If you’re the one scheduling the meetings, give invitees the option to say no. Don’t require employees to attend a meeting if they don’t need to or they won’t contribute. If you’re not the one in charge, suggest changes that will shorten or eliminate meetings. You’ll likely be lauded for your contribution to higher workplace productivity.

20 Minutes: Clean Your Space

A clean, organized work space will help you focus better and will save you time looking for that document or filing that form. Plus, the cleaner you are, the less likely you are to get sick; you can’t improve your productivity if you’re out sick all the time.

One approach to cleaning and organizing your workspace is the one-touch method. The rule is you can only touch each item once. Once you’ve picked up an item, you have to decide what to do with it right away. This prevents the oh-so-common method of making an “I’ll decide what to do with this later” pile and essentially creating future cleaning sessions for yourself. Get it all done at once, and you’ll feel much better and more ready to work.

After you’ve organized your desk and surrounding area, attack your email inbox. Create folders for emails that you need to keep but don’t have to look at right away. Delete all emails that you don’t need anymore, and keep in your inbox only those emails that you need to refer to today. Try to do all of this in about 5-7 minutes. Don’t let yourself get caught up in reading old emails or clicking on links to videos. The point is to quickly and efficiently declutter your space so that you can get to work as soon as possible.
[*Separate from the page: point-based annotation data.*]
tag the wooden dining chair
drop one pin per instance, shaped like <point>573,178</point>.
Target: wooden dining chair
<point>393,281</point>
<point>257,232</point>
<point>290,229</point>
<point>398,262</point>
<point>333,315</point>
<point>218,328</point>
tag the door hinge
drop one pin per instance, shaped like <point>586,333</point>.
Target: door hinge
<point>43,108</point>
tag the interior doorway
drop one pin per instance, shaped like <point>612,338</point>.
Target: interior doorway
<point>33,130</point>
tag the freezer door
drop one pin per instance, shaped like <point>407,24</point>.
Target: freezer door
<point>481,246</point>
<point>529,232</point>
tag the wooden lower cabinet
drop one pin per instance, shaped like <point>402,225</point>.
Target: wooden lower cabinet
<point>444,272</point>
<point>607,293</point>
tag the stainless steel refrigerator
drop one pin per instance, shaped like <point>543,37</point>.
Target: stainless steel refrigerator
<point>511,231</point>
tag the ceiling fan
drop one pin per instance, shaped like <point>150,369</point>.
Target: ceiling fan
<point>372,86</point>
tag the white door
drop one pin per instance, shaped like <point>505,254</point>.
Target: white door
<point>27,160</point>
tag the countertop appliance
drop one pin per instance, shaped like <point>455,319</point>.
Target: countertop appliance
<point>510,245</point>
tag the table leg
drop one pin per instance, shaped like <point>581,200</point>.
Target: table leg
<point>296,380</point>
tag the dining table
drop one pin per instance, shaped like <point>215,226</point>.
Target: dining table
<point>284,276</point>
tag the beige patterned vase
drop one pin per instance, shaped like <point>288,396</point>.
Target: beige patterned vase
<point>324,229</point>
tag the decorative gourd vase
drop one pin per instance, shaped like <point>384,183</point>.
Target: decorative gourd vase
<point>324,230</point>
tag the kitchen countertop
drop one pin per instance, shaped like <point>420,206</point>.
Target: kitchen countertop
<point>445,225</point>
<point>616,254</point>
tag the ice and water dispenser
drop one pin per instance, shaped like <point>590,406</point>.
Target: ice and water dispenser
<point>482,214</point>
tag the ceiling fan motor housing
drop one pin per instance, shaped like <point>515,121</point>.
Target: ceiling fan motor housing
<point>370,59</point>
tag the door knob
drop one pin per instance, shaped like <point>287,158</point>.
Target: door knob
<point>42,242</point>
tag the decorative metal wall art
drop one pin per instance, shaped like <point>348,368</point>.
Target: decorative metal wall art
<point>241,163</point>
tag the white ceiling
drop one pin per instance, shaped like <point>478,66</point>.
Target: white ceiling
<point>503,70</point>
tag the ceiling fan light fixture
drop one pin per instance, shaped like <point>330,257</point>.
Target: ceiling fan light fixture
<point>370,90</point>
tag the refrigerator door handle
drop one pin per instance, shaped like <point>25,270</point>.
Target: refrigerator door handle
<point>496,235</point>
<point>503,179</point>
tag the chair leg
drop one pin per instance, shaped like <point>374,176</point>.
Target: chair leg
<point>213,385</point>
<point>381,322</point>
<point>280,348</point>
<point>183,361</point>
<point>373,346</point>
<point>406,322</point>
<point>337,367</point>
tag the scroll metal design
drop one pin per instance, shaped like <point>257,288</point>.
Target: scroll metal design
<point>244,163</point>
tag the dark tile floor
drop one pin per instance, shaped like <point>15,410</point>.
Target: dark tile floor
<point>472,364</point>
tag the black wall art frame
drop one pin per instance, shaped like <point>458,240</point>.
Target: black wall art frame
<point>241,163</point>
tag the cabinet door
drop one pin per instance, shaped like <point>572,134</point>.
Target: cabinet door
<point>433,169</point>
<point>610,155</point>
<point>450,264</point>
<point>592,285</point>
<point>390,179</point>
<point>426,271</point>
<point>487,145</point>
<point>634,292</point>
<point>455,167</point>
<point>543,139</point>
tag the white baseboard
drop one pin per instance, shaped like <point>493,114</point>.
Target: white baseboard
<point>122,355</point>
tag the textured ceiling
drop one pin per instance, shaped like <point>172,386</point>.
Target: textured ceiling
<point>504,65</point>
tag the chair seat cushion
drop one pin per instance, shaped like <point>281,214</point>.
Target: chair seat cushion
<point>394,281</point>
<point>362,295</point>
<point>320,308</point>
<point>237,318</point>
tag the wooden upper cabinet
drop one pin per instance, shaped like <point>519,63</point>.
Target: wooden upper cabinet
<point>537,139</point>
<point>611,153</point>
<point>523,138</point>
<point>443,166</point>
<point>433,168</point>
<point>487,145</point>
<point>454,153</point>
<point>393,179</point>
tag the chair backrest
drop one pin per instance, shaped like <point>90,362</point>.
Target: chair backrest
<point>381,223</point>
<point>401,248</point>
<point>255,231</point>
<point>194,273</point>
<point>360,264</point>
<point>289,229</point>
Make a habit of cleaning your desk and cleaning out your inbox at the end of each day. If you stay on top of it, it shouldn’t take more than a couple of minutes, and you’ll be prepared for the next day right when you walk in.

20 Minutes: Plan

Planning is something many of us overlook. We have a general idea of what we need to do in a day, so we feel like actually writing it out is a waste of time. But you’ll save an estimated 2 hours during your day if you take just a few minutes to plan it out.

Start with your high priority tasks, conversations, and brainstorming sessions, and schedule blocks of time within your day and your week to accomplish those tasks. Try to plan important tasks for those times during the week and day when you are naturally most productive.
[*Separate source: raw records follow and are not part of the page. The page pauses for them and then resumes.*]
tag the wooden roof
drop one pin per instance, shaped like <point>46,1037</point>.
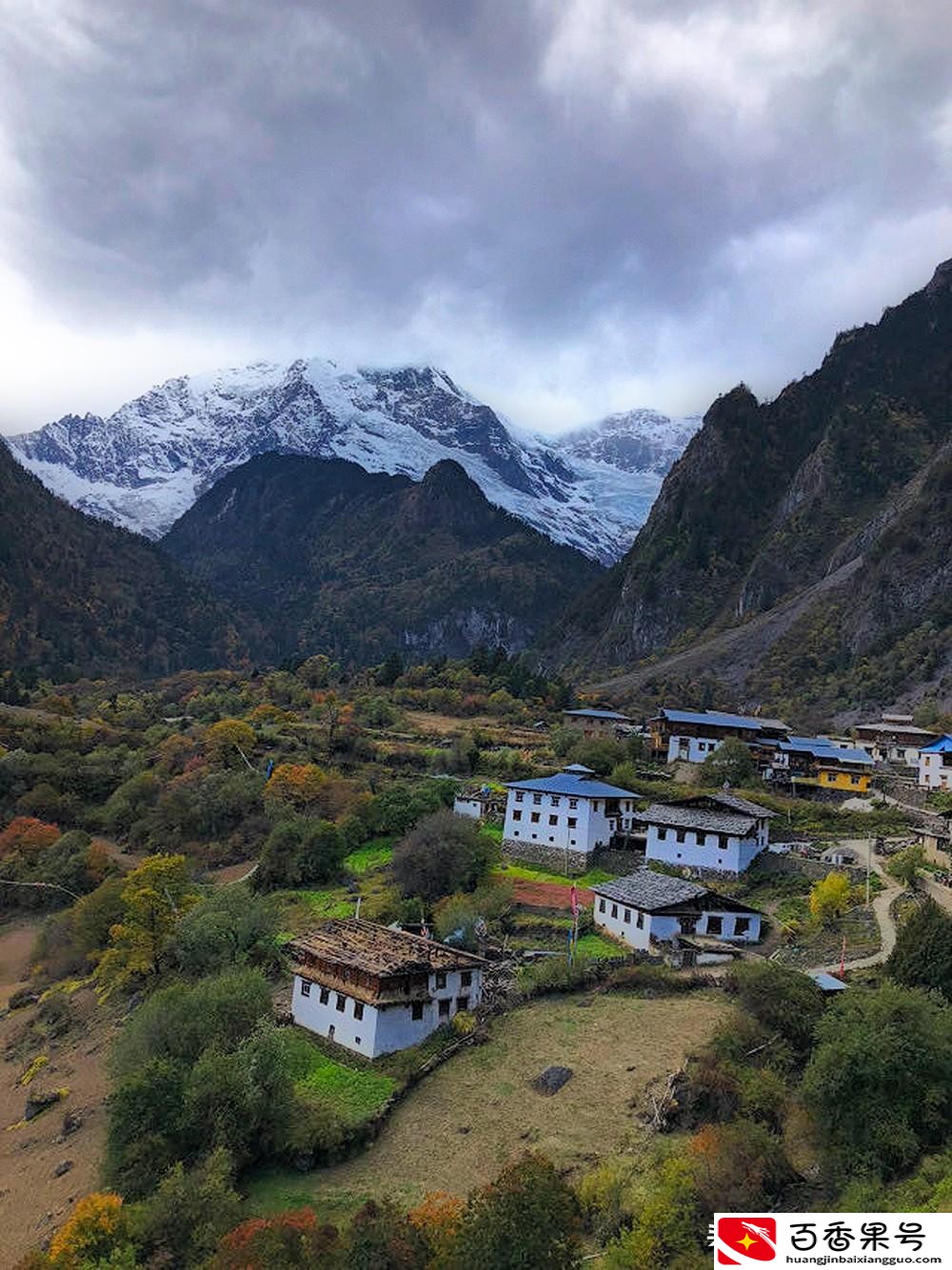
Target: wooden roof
<point>379,950</point>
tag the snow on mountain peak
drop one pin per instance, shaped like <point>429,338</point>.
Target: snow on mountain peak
<point>148,463</point>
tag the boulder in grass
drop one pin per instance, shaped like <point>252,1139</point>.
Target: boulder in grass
<point>40,1100</point>
<point>551,1081</point>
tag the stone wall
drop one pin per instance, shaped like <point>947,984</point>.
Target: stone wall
<point>555,859</point>
<point>768,862</point>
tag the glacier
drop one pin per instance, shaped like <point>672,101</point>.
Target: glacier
<point>147,464</point>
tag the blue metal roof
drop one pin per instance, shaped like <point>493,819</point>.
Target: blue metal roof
<point>822,747</point>
<point>574,786</point>
<point>723,721</point>
<point>600,714</point>
<point>826,982</point>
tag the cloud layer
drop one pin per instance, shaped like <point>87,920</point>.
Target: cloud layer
<point>573,205</point>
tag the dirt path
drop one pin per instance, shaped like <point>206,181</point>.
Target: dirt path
<point>883,919</point>
<point>547,894</point>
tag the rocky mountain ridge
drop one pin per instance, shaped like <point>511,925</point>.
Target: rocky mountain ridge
<point>147,464</point>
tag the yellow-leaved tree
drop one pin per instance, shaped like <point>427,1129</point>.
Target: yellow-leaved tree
<point>829,898</point>
<point>230,742</point>
<point>154,898</point>
<point>95,1232</point>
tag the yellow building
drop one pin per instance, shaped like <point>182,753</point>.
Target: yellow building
<point>842,779</point>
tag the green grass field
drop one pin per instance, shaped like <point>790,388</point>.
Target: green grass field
<point>371,856</point>
<point>528,874</point>
<point>353,1092</point>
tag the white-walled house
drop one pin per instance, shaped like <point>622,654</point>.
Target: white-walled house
<point>562,820</point>
<point>375,989</point>
<point>647,907</point>
<point>715,832</point>
<point>693,736</point>
<point>936,764</point>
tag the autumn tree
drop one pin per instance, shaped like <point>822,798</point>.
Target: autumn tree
<point>155,897</point>
<point>295,786</point>
<point>27,836</point>
<point>95,1233</point>
<point>527,1217</point>
<point>829,898</point>
<point>289,1240</point>
<point>230,742</point>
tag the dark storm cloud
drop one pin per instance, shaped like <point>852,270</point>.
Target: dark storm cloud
<point>571,185</point>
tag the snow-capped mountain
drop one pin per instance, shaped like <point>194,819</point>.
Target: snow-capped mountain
<point>148,464</point>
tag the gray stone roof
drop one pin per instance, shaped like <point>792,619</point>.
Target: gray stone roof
<point>697,818</point>
<point>647,890</point>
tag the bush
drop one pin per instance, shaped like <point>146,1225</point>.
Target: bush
<point>444,854</point>
<point>880,1081</point>
<point>923,953</point>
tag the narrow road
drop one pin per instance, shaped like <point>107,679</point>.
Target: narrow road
<point>883,919</point>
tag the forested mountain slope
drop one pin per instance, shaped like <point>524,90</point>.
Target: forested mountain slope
<point>334,559</point>
<point>79,597</point>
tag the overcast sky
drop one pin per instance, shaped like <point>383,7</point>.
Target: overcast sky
<point>573,206</point>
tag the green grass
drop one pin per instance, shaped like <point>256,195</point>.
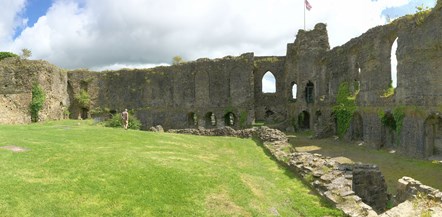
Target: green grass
<point>73,168</point>
<point>393,166</point>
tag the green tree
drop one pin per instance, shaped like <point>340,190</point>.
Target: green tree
<point>26,53</point>
<point>4,55</point>
<point>177,60</point>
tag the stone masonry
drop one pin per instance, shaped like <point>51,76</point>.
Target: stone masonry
<point>228,91</point>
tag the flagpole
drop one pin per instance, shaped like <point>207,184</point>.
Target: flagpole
<point>304,14</point>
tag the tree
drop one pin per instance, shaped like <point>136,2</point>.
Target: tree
<point>26,53</point>
<point>4,55</point>
<point>177,60</point>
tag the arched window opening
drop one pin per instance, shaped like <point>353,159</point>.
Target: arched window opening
<point>192,119</point>
<point>269,113</point>
<point>268,83</point>
<point>84,113</point>
<point>304,120</point>
<point>358,68</point>
<point>309,92</point>
<point>210,120</point>
<point>389,124</point>
<point>294,91</point>
<point>318,115</point>
<point>229,119</point>
<point>394,64</point>
<point>356,87</point>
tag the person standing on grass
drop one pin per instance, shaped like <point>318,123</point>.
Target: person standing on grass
<point>125,117</point>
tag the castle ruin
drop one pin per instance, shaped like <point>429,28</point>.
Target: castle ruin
<point>342,91</point>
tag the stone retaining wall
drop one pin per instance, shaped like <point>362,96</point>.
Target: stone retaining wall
<point>338,182</point>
Be sure to have a clear beginning and ending time for each task. Studies show that unless people plan exactly when and where they will do something, they likely won’t do it. And, let’s face it, we humans procrastinate whenever we can. Set a clear ending time for each task to avoid dragging it out.

As you are planning each task, leave five minutes at the beginning and end—five minutes to prepare for the task and five minutes to reflect on it and determine how effective it was. If you get into this habit, you’ll find that you quickly learn where you are wasting time, and you’ll use your time more wisely the next day.
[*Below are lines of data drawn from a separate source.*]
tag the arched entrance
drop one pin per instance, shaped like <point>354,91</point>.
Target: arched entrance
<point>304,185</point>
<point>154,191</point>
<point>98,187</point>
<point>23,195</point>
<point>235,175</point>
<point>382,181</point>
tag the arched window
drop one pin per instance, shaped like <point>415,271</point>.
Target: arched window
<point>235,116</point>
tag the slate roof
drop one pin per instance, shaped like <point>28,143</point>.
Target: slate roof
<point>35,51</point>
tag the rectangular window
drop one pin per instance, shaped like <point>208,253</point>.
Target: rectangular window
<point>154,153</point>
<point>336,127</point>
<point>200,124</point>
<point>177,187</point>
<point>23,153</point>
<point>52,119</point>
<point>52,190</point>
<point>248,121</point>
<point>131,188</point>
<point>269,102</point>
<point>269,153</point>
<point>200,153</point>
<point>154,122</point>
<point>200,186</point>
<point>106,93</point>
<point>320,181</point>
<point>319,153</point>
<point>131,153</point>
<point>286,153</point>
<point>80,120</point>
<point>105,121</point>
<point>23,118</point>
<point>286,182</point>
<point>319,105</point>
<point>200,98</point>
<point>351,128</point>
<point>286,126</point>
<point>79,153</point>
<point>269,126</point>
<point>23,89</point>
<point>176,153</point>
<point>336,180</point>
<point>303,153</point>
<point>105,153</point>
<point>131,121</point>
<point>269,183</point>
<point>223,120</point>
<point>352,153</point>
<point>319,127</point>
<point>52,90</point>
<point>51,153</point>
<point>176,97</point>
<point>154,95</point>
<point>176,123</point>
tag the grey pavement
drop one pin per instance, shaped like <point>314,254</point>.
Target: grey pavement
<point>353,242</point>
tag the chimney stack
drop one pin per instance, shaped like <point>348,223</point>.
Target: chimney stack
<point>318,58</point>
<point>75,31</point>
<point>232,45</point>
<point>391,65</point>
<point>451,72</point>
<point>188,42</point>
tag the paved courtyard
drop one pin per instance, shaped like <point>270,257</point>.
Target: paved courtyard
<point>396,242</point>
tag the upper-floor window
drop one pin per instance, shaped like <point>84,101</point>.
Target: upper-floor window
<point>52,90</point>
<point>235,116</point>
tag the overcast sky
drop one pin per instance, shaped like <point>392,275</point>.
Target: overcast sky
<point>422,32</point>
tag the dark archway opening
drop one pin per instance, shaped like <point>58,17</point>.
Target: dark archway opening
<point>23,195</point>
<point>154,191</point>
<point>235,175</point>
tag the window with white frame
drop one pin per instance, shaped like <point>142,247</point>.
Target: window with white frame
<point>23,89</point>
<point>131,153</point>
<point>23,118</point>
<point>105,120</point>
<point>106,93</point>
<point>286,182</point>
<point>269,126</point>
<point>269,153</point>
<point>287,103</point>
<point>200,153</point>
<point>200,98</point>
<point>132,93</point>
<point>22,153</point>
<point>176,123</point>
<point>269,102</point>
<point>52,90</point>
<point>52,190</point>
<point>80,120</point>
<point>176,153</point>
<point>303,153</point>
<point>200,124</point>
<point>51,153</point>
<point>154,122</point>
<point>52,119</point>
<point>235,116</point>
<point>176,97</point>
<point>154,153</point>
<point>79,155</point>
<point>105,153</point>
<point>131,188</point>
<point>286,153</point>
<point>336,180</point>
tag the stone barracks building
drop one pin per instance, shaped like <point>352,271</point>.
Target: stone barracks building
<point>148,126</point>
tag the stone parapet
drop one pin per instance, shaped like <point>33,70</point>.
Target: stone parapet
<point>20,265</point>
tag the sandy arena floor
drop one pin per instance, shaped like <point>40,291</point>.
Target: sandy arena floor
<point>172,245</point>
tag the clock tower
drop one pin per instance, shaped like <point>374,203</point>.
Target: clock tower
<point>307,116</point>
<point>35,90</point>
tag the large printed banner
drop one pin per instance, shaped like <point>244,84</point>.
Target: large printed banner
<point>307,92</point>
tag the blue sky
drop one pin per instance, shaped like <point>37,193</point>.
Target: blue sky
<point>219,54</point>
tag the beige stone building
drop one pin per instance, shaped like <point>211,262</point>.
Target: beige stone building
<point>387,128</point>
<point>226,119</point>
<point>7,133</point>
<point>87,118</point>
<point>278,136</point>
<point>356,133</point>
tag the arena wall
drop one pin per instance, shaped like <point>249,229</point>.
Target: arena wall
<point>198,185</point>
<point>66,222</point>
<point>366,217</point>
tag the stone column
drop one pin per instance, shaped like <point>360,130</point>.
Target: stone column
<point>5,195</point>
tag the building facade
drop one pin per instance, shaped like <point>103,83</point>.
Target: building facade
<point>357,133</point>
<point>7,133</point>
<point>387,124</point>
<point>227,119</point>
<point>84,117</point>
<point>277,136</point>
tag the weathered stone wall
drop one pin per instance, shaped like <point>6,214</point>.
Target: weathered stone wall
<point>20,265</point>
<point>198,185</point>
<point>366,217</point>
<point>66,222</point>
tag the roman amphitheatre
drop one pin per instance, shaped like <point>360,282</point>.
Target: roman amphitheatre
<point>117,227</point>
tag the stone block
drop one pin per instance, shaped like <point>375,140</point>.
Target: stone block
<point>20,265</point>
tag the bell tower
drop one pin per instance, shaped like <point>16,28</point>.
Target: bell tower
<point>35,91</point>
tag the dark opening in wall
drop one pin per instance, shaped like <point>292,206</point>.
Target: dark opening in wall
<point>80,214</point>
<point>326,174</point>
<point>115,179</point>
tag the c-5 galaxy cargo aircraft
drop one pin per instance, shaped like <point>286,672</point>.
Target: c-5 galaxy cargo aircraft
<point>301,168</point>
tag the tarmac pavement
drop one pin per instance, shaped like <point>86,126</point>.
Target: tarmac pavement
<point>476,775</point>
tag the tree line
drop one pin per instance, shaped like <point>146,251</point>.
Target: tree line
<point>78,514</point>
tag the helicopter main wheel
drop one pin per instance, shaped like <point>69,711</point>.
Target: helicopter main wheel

After planning your most important tasks, go through your day and week and schedule lower-priority items. Look for areas where you can delegate. Leave a few minutes open here and there during the day to allow for interruptions and breaks. Plan time to check your email, social media, and phone, and don’t check them outside of their allotted time slots.

If your schedule is constantly changing, you may have to work with a to-do list instead. If this is the case, start with the shortest, easiest tasks first to maximize productivity.

A plan will help you move seamlessly from one job to another and avoid wasting time figuring out what to do next or procrastinating your next assignment. Planning is as much attention management as it is time management. Plan each day out so you are in control of your time.

3 Minutes: Read About the Evils of Multitasking

Most of us try to multitask during the day. I say “try” because none of us are truly multitasking. What feels like multitasking is actually switching from one activity to another quickly. We do it because it makes us feel more productive, but we’re actually slowing our productivity significantly because of the transition time, both physically and mentally.

To be more productive, commit today to stop multitasking. If you’ve planned your week and day out well, multitasking shouldn’t be as much of a temptation.

The main antecessor of multitasking is interruptions. Emails, phone calls, chats, remembering things you need to do—all of these distract us and make us feel like we have to jump from one task to another.

Avoid derailing your linear plan by only answering emails during your scheduled time, answering calls only if absolutely necessary, and keeping a to-do list handy. When you remember something, make a note to do it later instead of jumping to it right now. And when you end up using your scheduled interruption time, reshuffle your plan accordingly.

5 Minutes: Breathe

If you look up “productivity” on ted.com, interestingly, you’ll find several talks about the importance of slowing down, being still, and even getting more sleep. It seems that the faster we go, the worse we perform. Conversely, if we slow down a bit, we perform much more efficiently, not just at work but in all areas of life.

You can’t always take tasks off your plate, but you can decelerate mentally. Planning is a good start to this; when you have everything written down, you don’t have to think about all the things you have to get done, and you can focus on the task at hand.

Another excellent method of slowing down is meditation. Those who meditate report several profound benefits, including being less stressed and having a sharper mind and longer attention span.

So take a few minutes every hour or so to just breathe and relax your mind, and you’ll find that the rest of your day becomes much more constructive and enjoyable.

The Result

Americans work fewer hours than they did 50 years ago, but studies show that we feel we are working more. This is largely because we are not using our time well. We are multitasking, spending hours and hours in useless meetings, getting distracted by social media, and working through our breaks.

Take control of your time. In-control people = happy people and happy people = productive people. Follow this guide, and you just might begin the most productive and happy time of your career.